Aus Sicht des BUND stehen weiterhin zu viele Vorschläge zur Debatte, die auf überholten Ansätzen basieren und nicht geeignet seien, die Landwirtschaft nachhaltig zu stärken. Zwar befassen sich mehrere Anträge mit der Gemeinsamen Europäischen Agrarpolitik (GAP), jedoch fehle ein klares Signal zur finanziellen Anerkennung gesellschaftlich gewünschter Leistungen.

Dies führe dazu, dass insbesondere Betriebe benachteiligt würden, die bereits heute ressourcenschonend wirtschaften.

Nachhaltige Lösungen statt kurzfristiger Maßnahmen

Bandt macht deutlich, dass Maßnahmen wie verbilligter Agrardiesel, eine Absenkung des Mindestlohns oder verstärkte Importe keine langfristige Lösung für die Landwirtschaft darstellen.
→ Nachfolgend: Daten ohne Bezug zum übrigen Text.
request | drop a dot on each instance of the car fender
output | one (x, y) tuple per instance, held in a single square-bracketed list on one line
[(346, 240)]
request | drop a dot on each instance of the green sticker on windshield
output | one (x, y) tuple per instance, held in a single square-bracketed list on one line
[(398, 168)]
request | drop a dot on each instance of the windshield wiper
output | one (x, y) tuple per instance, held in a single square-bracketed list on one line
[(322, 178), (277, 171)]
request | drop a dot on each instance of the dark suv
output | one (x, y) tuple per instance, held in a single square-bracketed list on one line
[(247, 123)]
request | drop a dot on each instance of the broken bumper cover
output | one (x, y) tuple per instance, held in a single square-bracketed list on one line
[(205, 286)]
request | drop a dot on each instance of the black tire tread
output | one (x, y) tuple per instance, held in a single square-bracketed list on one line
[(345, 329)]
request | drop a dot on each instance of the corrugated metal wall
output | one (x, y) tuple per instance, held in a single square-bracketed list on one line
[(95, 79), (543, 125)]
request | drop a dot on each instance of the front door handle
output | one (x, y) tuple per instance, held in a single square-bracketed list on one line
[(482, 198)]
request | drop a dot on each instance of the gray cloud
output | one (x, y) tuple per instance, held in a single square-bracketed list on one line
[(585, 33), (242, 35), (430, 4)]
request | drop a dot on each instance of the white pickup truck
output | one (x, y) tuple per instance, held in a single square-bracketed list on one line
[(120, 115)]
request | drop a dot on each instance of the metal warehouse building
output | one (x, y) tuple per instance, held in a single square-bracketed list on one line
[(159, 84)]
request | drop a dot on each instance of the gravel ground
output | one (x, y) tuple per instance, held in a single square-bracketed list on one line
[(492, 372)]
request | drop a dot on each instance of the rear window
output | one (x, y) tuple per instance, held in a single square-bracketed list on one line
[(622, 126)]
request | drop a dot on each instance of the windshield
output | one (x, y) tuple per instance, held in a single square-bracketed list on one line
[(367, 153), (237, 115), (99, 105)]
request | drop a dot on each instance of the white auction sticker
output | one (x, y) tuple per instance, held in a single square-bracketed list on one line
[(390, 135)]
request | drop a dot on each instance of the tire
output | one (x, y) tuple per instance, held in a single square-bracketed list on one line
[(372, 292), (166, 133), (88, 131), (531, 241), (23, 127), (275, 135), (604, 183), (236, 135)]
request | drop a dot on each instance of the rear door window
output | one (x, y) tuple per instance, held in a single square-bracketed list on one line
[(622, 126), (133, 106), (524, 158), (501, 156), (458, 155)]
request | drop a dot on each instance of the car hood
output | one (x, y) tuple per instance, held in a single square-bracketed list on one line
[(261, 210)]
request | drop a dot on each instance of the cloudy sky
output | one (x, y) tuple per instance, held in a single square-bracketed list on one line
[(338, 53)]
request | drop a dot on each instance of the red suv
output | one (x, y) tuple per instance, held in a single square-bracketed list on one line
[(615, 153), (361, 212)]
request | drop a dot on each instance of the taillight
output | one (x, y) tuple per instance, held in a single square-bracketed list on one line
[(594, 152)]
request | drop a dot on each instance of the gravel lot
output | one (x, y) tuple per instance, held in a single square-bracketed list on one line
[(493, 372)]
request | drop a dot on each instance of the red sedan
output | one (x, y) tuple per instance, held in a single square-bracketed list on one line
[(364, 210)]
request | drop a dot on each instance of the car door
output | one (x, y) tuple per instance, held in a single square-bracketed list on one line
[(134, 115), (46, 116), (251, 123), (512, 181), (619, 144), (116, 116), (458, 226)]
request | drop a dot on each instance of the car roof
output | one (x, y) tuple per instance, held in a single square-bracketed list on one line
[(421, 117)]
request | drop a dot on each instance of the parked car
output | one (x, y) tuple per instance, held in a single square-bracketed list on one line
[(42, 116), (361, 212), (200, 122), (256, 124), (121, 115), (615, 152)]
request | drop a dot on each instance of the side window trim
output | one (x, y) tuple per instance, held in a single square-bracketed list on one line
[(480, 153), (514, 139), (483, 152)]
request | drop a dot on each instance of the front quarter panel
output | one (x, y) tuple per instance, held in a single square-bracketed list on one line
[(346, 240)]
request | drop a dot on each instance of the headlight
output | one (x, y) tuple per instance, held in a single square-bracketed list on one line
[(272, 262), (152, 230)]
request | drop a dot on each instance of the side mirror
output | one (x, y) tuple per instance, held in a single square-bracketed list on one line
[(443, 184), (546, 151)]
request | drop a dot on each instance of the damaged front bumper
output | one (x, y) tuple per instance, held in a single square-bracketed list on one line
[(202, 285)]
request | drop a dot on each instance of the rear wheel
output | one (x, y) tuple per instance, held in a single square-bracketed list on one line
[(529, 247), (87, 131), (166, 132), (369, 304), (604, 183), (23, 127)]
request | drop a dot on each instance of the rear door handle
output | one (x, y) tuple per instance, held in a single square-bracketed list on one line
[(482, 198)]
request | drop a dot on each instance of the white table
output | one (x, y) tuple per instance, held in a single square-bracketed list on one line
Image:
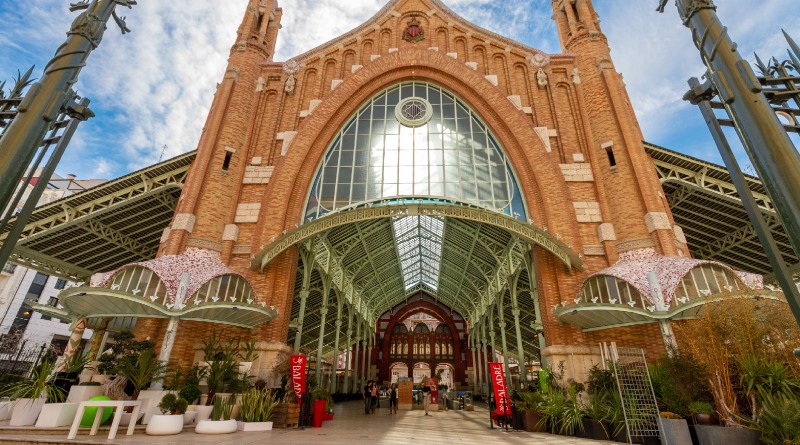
[(118, 406)]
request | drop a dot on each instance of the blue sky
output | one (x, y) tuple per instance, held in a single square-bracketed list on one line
[(152, 88)]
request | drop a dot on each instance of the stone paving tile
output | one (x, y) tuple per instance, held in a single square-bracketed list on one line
[(350, 426)]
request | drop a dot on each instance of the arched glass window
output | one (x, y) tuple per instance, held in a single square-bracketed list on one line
[(415, 139)]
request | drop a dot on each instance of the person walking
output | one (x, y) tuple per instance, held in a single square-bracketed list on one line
[(393, 399), (426, 395), (367, 397), (373, 397)]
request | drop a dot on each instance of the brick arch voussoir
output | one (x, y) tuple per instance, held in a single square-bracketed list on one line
[(538, 174)]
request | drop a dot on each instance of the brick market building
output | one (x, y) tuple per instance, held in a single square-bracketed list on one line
[(422, 164)]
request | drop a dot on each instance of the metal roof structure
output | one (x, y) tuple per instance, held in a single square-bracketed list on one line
[(98, 230), (369, 254), (705, 204)]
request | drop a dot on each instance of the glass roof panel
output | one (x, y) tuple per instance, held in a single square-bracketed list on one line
[(420, 250)]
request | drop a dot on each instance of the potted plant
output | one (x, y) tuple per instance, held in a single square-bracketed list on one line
[(673, 428), (170, 421), (221, 420), (142, 371), (530, 404), (322, 401), (31, 393), (256, 410), (702, 413)]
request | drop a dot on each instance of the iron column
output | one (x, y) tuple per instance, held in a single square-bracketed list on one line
[(46, 99), (769, 147)]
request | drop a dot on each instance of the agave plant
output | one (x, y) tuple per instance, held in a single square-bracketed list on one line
[(39, 384), (257, 405)]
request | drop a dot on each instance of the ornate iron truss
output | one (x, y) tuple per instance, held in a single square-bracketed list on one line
[(705, 204), (105, 227)]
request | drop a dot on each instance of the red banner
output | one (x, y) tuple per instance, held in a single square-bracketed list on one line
[(297, 365), (498, 375)]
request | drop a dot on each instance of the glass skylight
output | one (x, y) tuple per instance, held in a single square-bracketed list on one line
[(436, 148), (419, 245)]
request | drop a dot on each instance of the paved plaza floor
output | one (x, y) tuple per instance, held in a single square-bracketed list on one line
[(349, 427)]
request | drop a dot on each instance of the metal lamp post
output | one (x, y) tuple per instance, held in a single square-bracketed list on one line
[(47, 107), (764, 137)]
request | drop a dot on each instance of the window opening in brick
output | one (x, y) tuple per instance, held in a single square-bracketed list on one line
[(611, 159)]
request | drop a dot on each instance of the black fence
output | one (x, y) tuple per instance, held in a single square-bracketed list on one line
[(18, 357)]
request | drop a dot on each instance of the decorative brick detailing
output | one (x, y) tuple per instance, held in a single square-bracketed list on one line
[(545, 134), (231, 232), (287, 137), (606, 232), (594, 250), (577, 172), (165, 235), (679, 235), (248, 212), (627, 246), (587, 211), (241, 250), (258, 174), (201, 243), (657, 221), (184, 221)]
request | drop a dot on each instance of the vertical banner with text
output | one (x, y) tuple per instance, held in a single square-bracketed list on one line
[(498, 376), (298, 372)]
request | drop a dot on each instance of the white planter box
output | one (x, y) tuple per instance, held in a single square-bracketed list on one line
[(253, 426), (78, 393), (6, 408), (26, 411), (164, 425), (215, 427), (54, 415)]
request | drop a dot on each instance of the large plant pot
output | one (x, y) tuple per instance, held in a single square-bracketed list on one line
[(164, 425), (532, 422), (721, 435), (595, 430), (675, 431), (215, 427), (253, 426), (82, 393), (26, 411), (6, 408), (203, 413)]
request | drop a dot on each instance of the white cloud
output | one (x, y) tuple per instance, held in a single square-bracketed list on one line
[(153, 87)]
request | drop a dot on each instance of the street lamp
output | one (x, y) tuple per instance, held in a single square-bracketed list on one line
[(763, 136)]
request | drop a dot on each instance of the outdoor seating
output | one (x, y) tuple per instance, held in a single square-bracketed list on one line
[(118, 405)]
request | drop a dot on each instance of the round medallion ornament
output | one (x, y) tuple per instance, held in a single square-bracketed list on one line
[(413, 112)]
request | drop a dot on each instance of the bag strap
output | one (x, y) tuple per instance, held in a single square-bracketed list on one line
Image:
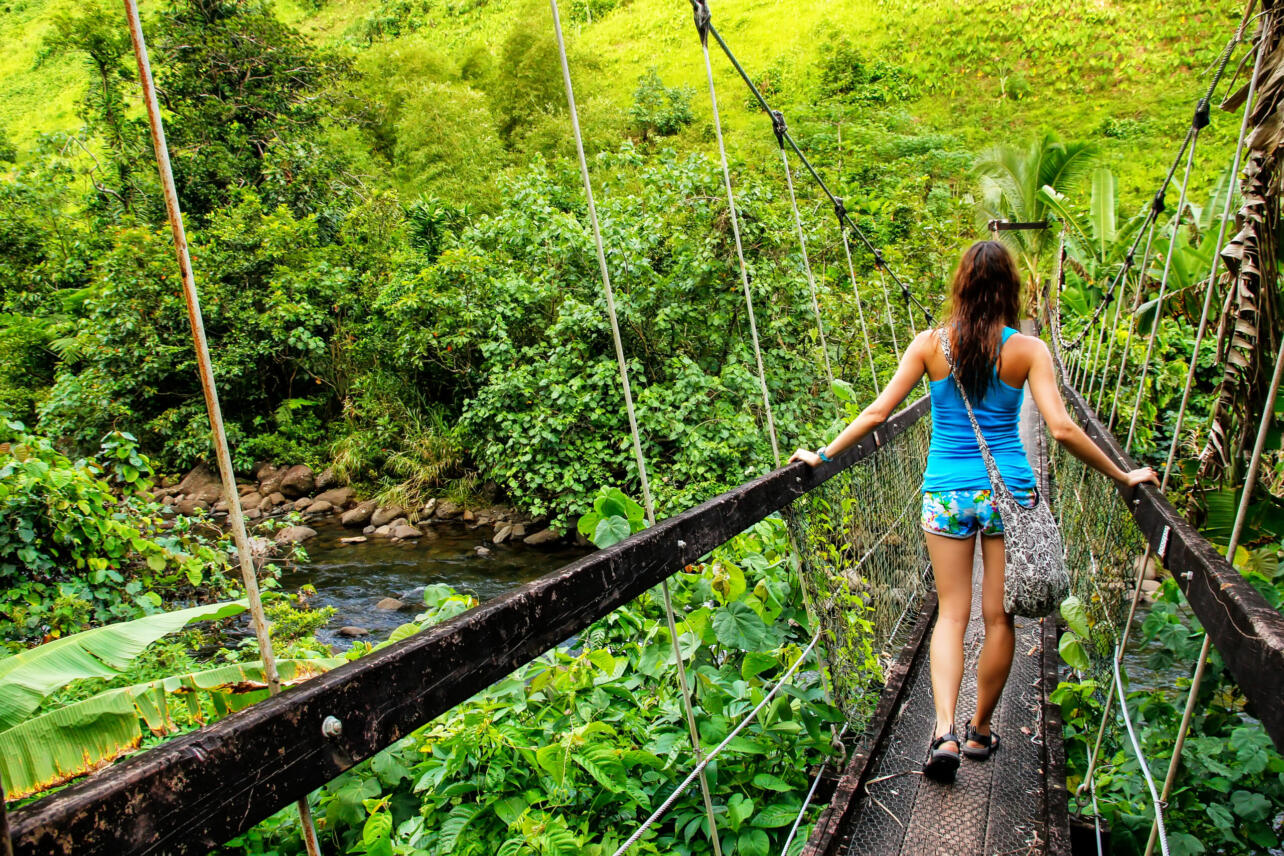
[(991, 467)]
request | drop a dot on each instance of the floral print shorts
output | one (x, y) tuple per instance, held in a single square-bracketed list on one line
[(961, 513)]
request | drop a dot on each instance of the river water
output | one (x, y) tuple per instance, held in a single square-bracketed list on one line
[(353, 578)]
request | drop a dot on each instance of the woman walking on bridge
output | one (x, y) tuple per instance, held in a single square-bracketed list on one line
[(993, 362)]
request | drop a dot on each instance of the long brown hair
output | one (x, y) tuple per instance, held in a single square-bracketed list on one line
[(985, 295)]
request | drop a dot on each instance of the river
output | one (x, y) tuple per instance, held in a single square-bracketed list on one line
[(353, 578)]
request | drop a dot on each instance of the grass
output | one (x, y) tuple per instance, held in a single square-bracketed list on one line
[(1081, 64)]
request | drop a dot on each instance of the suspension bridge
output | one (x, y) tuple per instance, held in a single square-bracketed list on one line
[(853, 521)]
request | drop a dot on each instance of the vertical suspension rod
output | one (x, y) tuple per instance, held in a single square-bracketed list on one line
[(208, 386)]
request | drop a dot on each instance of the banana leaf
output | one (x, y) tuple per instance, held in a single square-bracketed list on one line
[(28, 676), (52, 748)]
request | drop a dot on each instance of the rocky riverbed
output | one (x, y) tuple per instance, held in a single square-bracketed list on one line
[(371, 561)]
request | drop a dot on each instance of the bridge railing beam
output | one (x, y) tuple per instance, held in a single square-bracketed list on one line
[(1247, 632)]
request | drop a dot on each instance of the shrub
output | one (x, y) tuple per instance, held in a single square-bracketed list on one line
[(660, 109)]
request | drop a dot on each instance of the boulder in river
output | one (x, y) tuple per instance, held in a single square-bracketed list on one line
[(200, 485), (387, 515), (295, 534), (270, 479), (543, 537), (298, 481), (328, 479), (448, 510), (358, 516), (337, 497)]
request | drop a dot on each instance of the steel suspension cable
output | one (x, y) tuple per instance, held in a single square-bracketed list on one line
[(647, 499), (1212, 273), (1231, 547), (704, 23), (735, 226), (714, 752), (860, 312), (1140, 755), (778, 123), (1169, 462), (204, 365), (1202, 112)]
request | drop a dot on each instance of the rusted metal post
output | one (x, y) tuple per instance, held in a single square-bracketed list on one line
[(235, 519)]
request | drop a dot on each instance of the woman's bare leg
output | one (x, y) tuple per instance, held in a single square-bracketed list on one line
[(952, 566), (991, 670)]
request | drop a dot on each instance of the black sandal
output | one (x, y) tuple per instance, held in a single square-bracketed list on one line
[(943, 764), (989, 743)]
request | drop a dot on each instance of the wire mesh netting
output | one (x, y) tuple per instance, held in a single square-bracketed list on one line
[(1103, 547), (862, 561)]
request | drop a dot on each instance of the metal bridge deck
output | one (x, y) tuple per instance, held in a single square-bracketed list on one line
[(1008, 805)]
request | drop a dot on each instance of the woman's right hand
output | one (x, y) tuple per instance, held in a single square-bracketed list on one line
[(1140, 476)]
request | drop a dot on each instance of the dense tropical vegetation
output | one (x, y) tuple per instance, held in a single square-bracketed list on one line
[(398, 281)]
Stattdessen sei ein resilientes Agrar- und Ernährungssystem notwendig.

Im Mittelpunkt sollten Betriebe stehen, die zum Schutz der Ökosysteme beitragen und Leistungen für das Gemeinwohl erbringen. Nur auf diese Weise könne die Landwirtschaft langfristig zukunftsfähig bleiben und gleichzeitig eine bezahlbare sowie sichere Ernährung gewährleistet werden.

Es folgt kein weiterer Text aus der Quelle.